At another time, and another moment, she might have taken a long, agonised pause for consideration before replying. Now, she found herself smiling. A subtle, dangerous little smile, amusement in her eyes.

"I like the chaos," she said softly. "Chaos suits me. It helps me think. Makes me feel alive. People have crazy ideas. And wonderful ones too. I think it's connected, you can't have one without the other." The smile grew a little broader. "So I can't really complain that people hate me. They also love me, or find me fascinating, or confusing, or terrifying ..." She gave a light shrug. "I'll cope. I'll be fine. In a fluid society, people can always change their minds."

"Precisely what the League hopes," Ibrahim returned. She shrugged again.

"Sure, maybe I'm doing the League a favour ... if I could get Callayans to like me at least a little. Change their attitude toward biotech. But I don't care either way. People will be people. And I'd much rather be here than locked into some League institution, watching from afar. At least people here know how to have fun."

Ibrahim was very amused. His eyes gleamed in the dark, lips smiling broadly. She couldn't remember having seen him so amused before. Lately, there hadn't been much to be amused about.

"Is Callay going to break away from the Federation, sir?" she asked directly. It seemed the right time to venture the question. Ibrahim smiled faintly.
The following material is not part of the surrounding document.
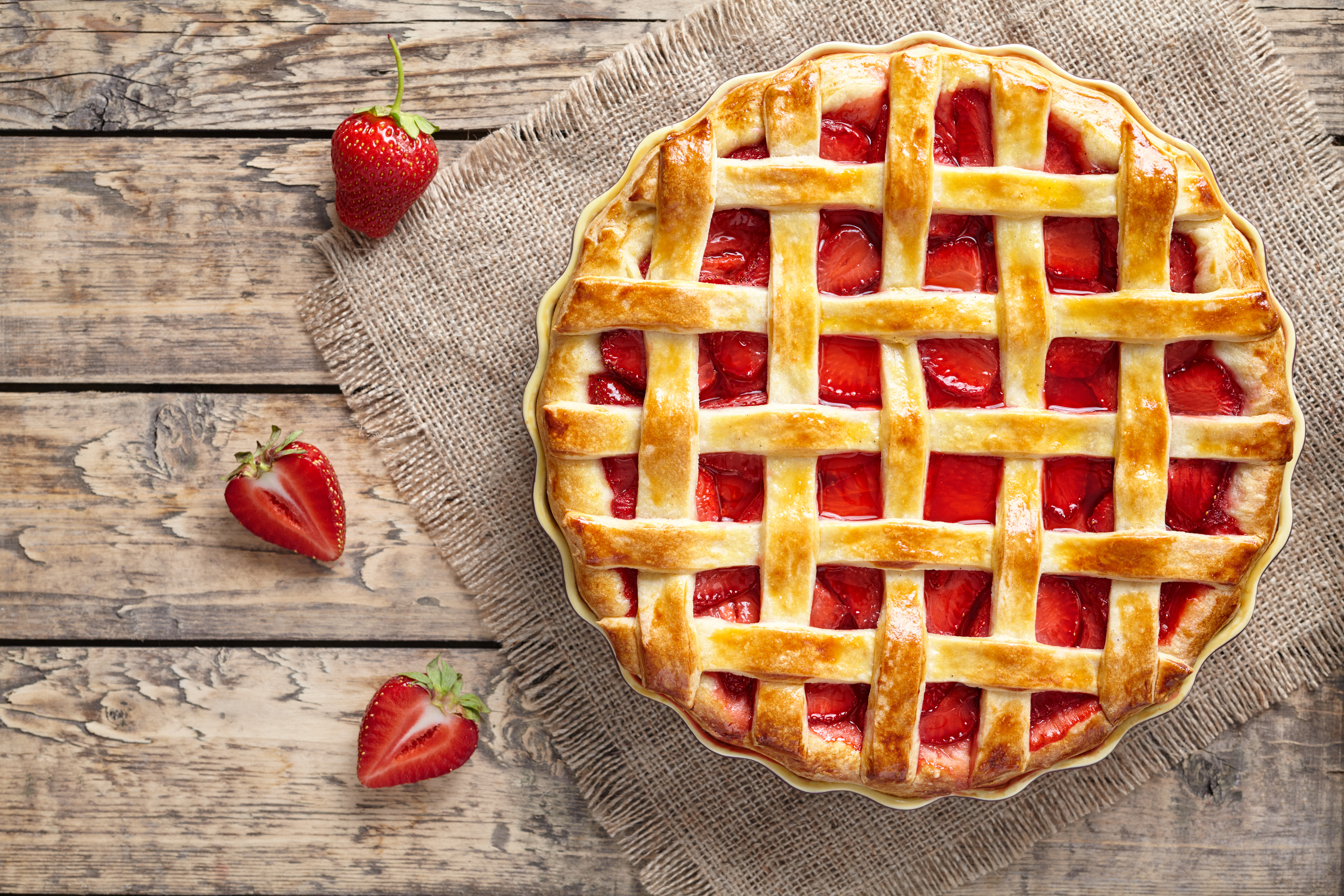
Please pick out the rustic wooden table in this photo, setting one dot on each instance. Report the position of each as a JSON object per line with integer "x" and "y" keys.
{"x": 178, "y": 702}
"Cassandra, I could not tell you if I knew. But it is impossible to know regardless, there are so many talks proceeding between so many different power factions with unpredictable interests and hidden agendas." He thought for a moment. "Many are hung up on the question of Governor Dali. I feel he is the key. If he would testify as to the extent of the FIA's crimes, and the Grand Council's complicity, it would certainly swing the present negotiating position of President Neiland and all the Federation member worlds in their arguments with the Federalists."

Sandy frowned. "If Dali told what he knew, and what he was involved in ... surely that would strengthen the breakaway vote? If Dali's testimony proved that the entire Federation system is implicated in the FIA's crimes, wouldn't that create the two-thirds majority here that Neiland needs for Callay to break from the Federation?"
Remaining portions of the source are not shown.